La tendopoli è ormai al collasso ed il primo cittadino, Domenico Madafferi, minaccia lo sgombero del campo e le sue dimissioni.
«Ho chiesto un’ispezione sanitaria per verificare le condizioni della struttura – dice Madafferi – dopodiché emetterò un’ordinanza di sgombero e poi presenterò le mie dimissioni. So che mi faro’ molti nemici ma non ho altra scelta. Quello che e’ successo quasi tre anni fa a Rosarno è niente rispetto a ciò che potrebbe accadere qui a San Ferdinando. Mi sono rivolto ai ministri dell’Interno e della Cooperazione, alla Presidenza della Repubblica oltre che alla Regione. Nessuno mi ha risposto con l’eccezione del solo prefetto di Reggio Calabria Vittorio Piscitelli».

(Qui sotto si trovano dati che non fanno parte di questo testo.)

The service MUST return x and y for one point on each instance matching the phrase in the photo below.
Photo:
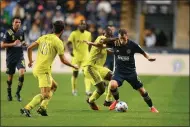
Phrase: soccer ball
(121, 106)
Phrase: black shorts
(131, 78)
(12, 66)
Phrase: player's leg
(9, 84)
(21, 67)
(106, 74)
(10, 72)
(87, 82)
(137, 85)
(74, 77)
(93, 74)
(116, 82)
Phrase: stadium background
(160, 27)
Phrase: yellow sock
(35, 101)
(46, 101)
(94, 96)
(73, 83)
(109, 94)
(87, 85)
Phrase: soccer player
(79, 54)
(124, 50)
(49, 46)
(95, 71)
(13, 41)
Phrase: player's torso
(124, 57)
(46, 53)
(14, 53)
(80, 49)
(97, 56)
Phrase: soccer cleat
(153, 109)
(74, 93)
(112, 106)
(88, 93)
(9, 98)
(17, 95)
(25, 112)
(107, 103)
(42, 111)
(93, 105)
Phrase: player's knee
(45, 95)
(113, 84)
(54, 88)
(108, 76)
(9, 83)
(75, 74)
(100, 88)
(21, 78)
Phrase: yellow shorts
(95, 74)
(80, 63)
(45, 79)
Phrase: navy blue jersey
(14, 53)
(124, 56)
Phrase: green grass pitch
(170, 94)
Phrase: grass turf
(170, 96)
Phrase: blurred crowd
(38, 15)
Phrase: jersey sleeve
(6, 37)
(71, 37)
(138, 49)
(59, 48)
(38, 40)
(90, 37)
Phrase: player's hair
(122, 32)
(16, 17)
(106, 31)
(58, 26)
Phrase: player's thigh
(118, 78)
(105, 73)
(21, 66)
(76, 61)
(134, 81)
(93, 74)
(44, 79)
(11, 68)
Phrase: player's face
(82, 26)
(123, 37)
(16, 23)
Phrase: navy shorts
(132, 79)
(11, 67)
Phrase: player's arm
(99, 45)
(66, 62)
(141, 51)
(109, 40)
(147, 56)
(29, 52)
(6, 45)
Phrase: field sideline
(170, 95)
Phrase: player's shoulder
(87, 32)
(9, 31)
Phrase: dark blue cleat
(17, 95)
(42, 111)
(25, 112)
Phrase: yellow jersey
(80, 49)
(97, 55)
(49, 46)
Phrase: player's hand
(25, 44)
(30, 64)
(87, 42)
(17, 42)
(152, 59)
(75, 66)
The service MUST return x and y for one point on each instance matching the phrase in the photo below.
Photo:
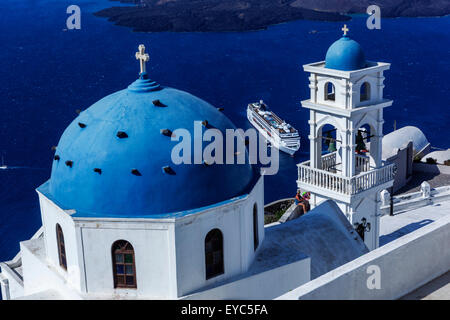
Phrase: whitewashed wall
(235, 221)
(404, 266)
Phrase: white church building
(121, 221)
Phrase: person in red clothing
(302, 200)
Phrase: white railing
(345, 185)
(362, 163)
(329, 161)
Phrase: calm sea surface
(47, 73)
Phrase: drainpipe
(391, 209)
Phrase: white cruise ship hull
(273, 138)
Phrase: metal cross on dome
(345, 29)
(142, 57)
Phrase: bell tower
(347, 93)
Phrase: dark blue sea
(46, 73)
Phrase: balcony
(329, 182)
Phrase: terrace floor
(435, 180)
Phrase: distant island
(244, 15)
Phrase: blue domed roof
(345, 54)
(109, 161)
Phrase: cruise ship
(280, 134)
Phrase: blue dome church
(122, 219)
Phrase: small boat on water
(3, 166)
(280, 134)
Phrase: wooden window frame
(214, 261)
(255, 227)
(364, 92)
(61, 247)
(330, 96)
(122, 248)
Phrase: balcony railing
(329, 180)
(329, 163)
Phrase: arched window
(61, 247)
(365, 92)
(214, 253)
(124, 267)
(329, 91)
(255, 227)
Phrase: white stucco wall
(153, 248)
(263, 286)
(235, 221)
(405, 264)
(169, 253)
(51, 215)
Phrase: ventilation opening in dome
(158, 103)
(166, 132)
(122, 135)
(136, 172)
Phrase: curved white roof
(440, 156)
(398, 139)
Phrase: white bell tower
(347, 93)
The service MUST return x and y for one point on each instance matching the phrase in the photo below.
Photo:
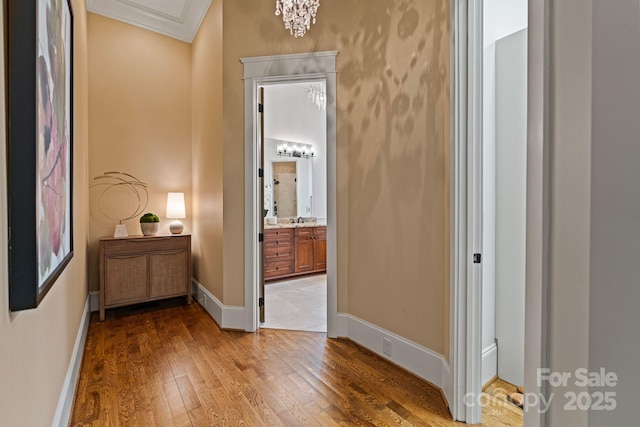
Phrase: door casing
(282, 69)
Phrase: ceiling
(179, 19)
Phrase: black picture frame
(39, 88)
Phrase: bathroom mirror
(288, 184)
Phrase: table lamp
(175, 211)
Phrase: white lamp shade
(175, 206)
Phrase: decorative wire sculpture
(114, 180)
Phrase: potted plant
(149, 223)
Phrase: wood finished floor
(172, 366)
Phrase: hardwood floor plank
(173, 366)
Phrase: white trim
(413, 357)
(263, 70)
(65, 401)
(227, 317)
(489, 363)
(466, 193)
(94, 301)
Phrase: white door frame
(466, 203)
(259, 71)
(466, 211)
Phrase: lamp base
(176, 227)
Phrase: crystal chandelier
(297, 14)
(318, 96)
(293, 149)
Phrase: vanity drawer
(278, 234)
(305, 231)
(278, 268)
(278, 238)
(281, 253)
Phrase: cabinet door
(320, 254)
(304, 254)
(168, 274)
(126, 279)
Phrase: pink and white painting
(53, 167)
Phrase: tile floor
(297, 304)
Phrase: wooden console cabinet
(294, 251)
(144, 268)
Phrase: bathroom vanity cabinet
(294, 251)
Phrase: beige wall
(207, 152)
(36, 345)
(393, 122)
(140, 115)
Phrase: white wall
(614, 315)
(501, 18)
(289, 116)
(511, 204)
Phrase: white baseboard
(228, 317)
(94, 301)
(65, 401)
(489, 363)
(413, 357)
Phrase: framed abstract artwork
(39, 59)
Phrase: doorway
(465, 387)
(295, 206)
(283, 69)
(504, 161)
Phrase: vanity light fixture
(296, 149)
(176, 211)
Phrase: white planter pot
(149, 228)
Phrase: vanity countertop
(292, 225)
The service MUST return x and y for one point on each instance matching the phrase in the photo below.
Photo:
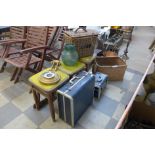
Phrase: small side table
(71, 70)
(46, 90)
(88, 61)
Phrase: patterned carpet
(16, 104)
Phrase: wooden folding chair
(37, 38)
(16, 33)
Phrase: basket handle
(81, 27)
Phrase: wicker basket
(84, 41)
(114, 67)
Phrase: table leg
(51, 106)
(36, 99)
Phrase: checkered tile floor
(16, 104)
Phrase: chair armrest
(30, 50)
(13, 41)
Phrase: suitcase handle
(72, 80)
(81, 27)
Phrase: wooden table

La capienza del campo migranti è di circa 250 persone ma in realtà a San Ferdinando vivono in più di mille, stipati nelle tende allestite dalla protezione civile ed in altre “abitazioni” di fortuna.
Case fatte di cartone, che si sgretolano sotto la pioggia battente di queste settimane e che non offre alcun tipo di riparo.
«Sono solo – aggiunge il sindaco – a gestire questa vera e propria emergenza. Ditemi voi come puo’ un paese di 4 mila abitanti, uscito da poco da due gestioni commissariali per infiltrazioni mafiose, e con un solo vigile urbano in servizio gestire una situazione del genere. Non ci sono, al momento, particolari problemi ma qualche mese fa qui si è verificato un omicidio»
La situazione è resa ancora più complessa dalla mancanza di lavoro: molti degli immigrati non hanno un’occupazione nella raccolta degli agrumi, per colpa della crisi e delle difficoltà che attraversano il settore.